J’ai eu la chance de vivre à Florence à cette époque. Au début des années 80, ma ville était presque la seule en Italie à prêter immédiatement attention à toutes les nouveautés en provenance d’Angleterre et des Etats-Unis. Musique, théâtre, art, design, Florence était vraiment à la pointe. J’ai rejoint un large groupe de gens qui se projetaient vraiment dans le futur, peu importe que tout le monde les ait oubliés depuis. Je pense que c’est lié au statut très provincial de Florence. Parfois, dans de telles conditions, des miracles se produisent. Mais paradoxalement, l’italo-disco était déjà un peu ringard à l’époque, un truc des 70’s. Plus jeune, j’étais fan de disco, particulièrement de choses funky comme Scic! Ou Moroder, mais dans les années 80, j’étais plus branché Joy Division. Il faut dire aussi, pour être honnête, qu’à l’époque, je ne suivais pas l’italo de très près, juste les trucs les plus commerciaux, qui étaient vraiment mauvais. Des morceaux comme Space Woman, de Charlie, je les ai découverts il y a quelques années seulement.Comment est né votre fameux morceau Problèmes d’amour ?
Giampiero, le boss de Materiali Sonori, m’incitait à faire de la disco, parce qu’on était fauchés. “On peut faire de la thune facile avec de la disco” il me disait, “mets juste un kit basse/batterie en 4x4 et tu vends 10 000 copies !”. Donc j’ai fait ça avec mon matos un peu cheap, et on a vendu 10 000 copies, ce qui m’a un peu déçu à l’époque, je m’attendais à plus. Mais quelques années plus tard, j’ai realisé que ce morceau avait eu une grosse influence sur la musique électronique, et que c’était devenu un morceau culte pour certains DJs. Au final, c’est mieux comme ça, c’est cool d’avoir fait un morceau qui intéresse encore les gens aujourd’hui.A la fin des années 80, vous vous impliquez de plus en plus dans la scène world music ?
Les musiques ethniques m’ont toujours intéressé, dès les années 70, j’ai commencé à collectionner des cassettes de musiques arabes et africaines, j’étais fan de groupes comme Osibisa, King Sunnia De, Fela Kuti… Quand j’ai commencé à produire de la musique électronique au début des années 80, j’ai essayé d’y intégrer mes connaissances en musiques ethniques. Mais j’ai atteint mes meilleurs résultats dans les années 90. Travailler avec des musiciens africains, indiens et kurdes est une expérience inoubliable.
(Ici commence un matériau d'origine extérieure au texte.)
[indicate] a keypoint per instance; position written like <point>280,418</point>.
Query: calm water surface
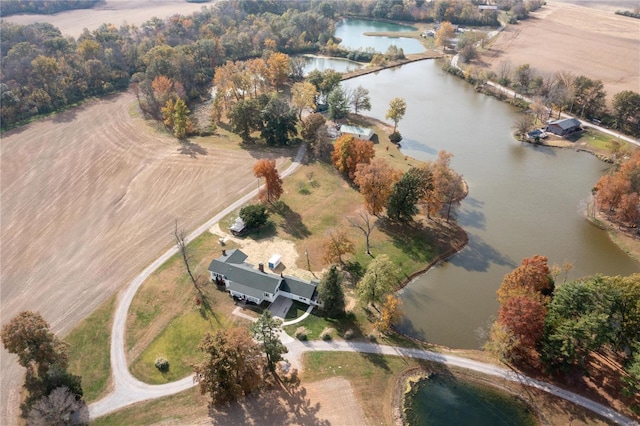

Je me suis éclaté avec Masala et The Third Planet. On expérimentait une sorte de "nouvelle vague" de la world music. Et j’étais vraiment enchanté de jouer live avec eux ! Mais peut-être que c’était trop tôt. Au bout d’un moment, on a été submergés par la music « chill out » à base de samples « exotiques » et ça a été la fin. Donc en résumé, j’adore toujours les musiques ethniques, mais de nos jours, je ne crois plus trop au mix de cultures, contrairement à cette époque où j’étais à fond.Vous êtes finalement revenu à la musique électronique en 2002 ?
Au début des années 2000, j’étais complètement fauché… Pas d’argent, pas de boulot : la world music n’était plus à la mode. Quelqu’un m’a envoyé un e-mail me demandant si j’étais toujours DJ, ce que je n’avais en réalité jamais fait jusqu’alors. J’ai sauté sur l’occasion, répondu que je mixais encore, mais avec un ordinateur portable, puis j’ai foncé m’acheter le portable en question. J’ai eu tellement de hauts et de bas dans ma vie… Mais ce n’est pas vraiment un come-back, la scène electro actuelle est tellement différente de celle des années 80… C’est plus quelque chose de nouveau. Parfois, la musique actuelle peut sonner comme à l’époque, mais l’état d’esprit et le mode de vie de la nouvelle generation sont radicalement différents de ceux des acteurs et du public de la musique électro du début des années 80.Quels sont vos projets en cours ?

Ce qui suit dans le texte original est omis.